Tiré du roman éponyme d’Antoine Blondin, Un singe en hiver a été réalisé par Verneuil en 1962 d’après un scénario de François Boyer et des dialogues de Michel Audiard. Le film, énorme succès à sa sortie, a certes été multi-diffusé à la télévision française, mais j'étais toujours passé à coté, en me disant, avec ce genre d'a priori qu'on a toujours un peu, que ce genre de cinéma n'était pas pour moi.
Un singe en hiver . . .
Or, après avoir mis quelques minutes à rentrer dedans ( Gabin en ivrogne cabotine quand même énormément, il faut être client de ce genre de jeu) , ce Singe en Hiver m'a totalement conquis.
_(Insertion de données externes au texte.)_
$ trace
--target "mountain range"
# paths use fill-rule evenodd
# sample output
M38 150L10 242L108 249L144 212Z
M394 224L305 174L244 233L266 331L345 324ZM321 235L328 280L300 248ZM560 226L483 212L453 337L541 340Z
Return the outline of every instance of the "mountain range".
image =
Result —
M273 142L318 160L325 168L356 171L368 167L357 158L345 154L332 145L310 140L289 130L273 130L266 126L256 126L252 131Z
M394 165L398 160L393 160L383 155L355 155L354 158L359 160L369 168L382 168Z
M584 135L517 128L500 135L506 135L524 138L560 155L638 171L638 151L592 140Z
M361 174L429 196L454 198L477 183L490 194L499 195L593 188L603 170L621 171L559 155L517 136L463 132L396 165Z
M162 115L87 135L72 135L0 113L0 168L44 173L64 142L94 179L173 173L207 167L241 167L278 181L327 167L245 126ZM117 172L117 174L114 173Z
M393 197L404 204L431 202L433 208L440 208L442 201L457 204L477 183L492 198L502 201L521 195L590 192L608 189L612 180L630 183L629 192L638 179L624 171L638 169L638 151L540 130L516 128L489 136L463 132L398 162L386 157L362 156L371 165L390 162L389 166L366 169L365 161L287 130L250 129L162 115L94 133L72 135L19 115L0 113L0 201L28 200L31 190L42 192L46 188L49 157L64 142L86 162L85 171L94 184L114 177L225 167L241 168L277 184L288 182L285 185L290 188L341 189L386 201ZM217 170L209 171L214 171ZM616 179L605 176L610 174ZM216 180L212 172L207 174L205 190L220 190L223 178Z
Conquis par les dialogues vraiment épatants d' Audiard (pas forcément ma tasse de thé au départ, je ne suis pas de ceux qui ont revus 15 fois Les Tontons Flingueurs), et par ce lien d'amitié entre ces deux personnages qui se retrouveront par cette même solitude et cette même façon de s'évader par l'alcool.
Je ne sais pas pourquoi mais, avant la projection, j'imaginais ce film comme un film outrancier, pétaradant ( comme certains autres films de Bebel) avec plein de cascades et d'action, or il n'est en rien, il ne se passe pratiquement rien dans ce Singe en Hiver, mais c'est ce presque rien qui est beau, et certaines scènes ( le feu d'artifice sur la plage, le retour dans le restaurant chinois...) sont pleines de poésie et de tendresse typiques de ce cinéma des années 60-70, et qui ont contribué à faire de cette projection un ravissement qui prolongeait l'enchantement de cette magnifique soirée hommage à cet immense acteur qu'est Jean Paul Belmondo.
A noter que ce singe en hiver a été restauré et numérisé à l’initiative de l’ayant-droit Roissy Films par le laboratoire Digital Factory avec le soutien du CNC, et que la copie est absolument magnifique . Et pour la première fois depuis longtemps, il sera à nouveau disponible pour les
Et à noter également un très beau livre qui figurait dans ma PAL depuis pas mal de temps et que j'ai lu dans le métro, dans le prolongement de cette soirée de lundi dernier, intitulé " La Bande du conservatoire" ( publié chez Sonatine, dont j'ai déjà parlé hier), du nom de l'école dans laquelle a débuté Belmondo en personne.
En effet, ce livre, de Philippe Durant ( dont j'avais déjà beaucoup aimé son livre Les Elephants qui parlait plus du cinéma des années 70), revient justement sur ses débuts, à l'aube années 50, mais également des débuts de tous ces jeunes acteurs de la même génération ( Marielle, Rochefort, les mêmes dont j'ai parlé au début de mon billet, mais aussi entres autres Bruno Crémer et Claude Rich ) , qui deviendront pour toutes ou presques, de grandes stars du cinéma francais quelques décennies plus tard, et qui ont porté un courant d'air frais sur le Conservatoire National d'Art Dramatique, la très prestigieuse école française de comédiens.
Cet ouvrage est un témoignage assez saisissant sur ce qu'est vraiment une école d'acteurs, on rentre de l'intérieur un peu comme une Star Academy à la différence près qu'il y a là que des gens talentueux!
Truffé d'anecdotes amusantes et passionnantes, ce très beau témoignage sur cette école mythique est également ouvrage très documenté et plaisant à suivre, m'a bien fait prolonger l'ambiance entre nostalgie et déconne de cette si belle soirée d'ouverture du Festival Lumière (un festival qui attaque sa dernière ligne droite ce week end, mais j'y reviens bientôt sur la suite des évènements que j'ai pu suivre là bas).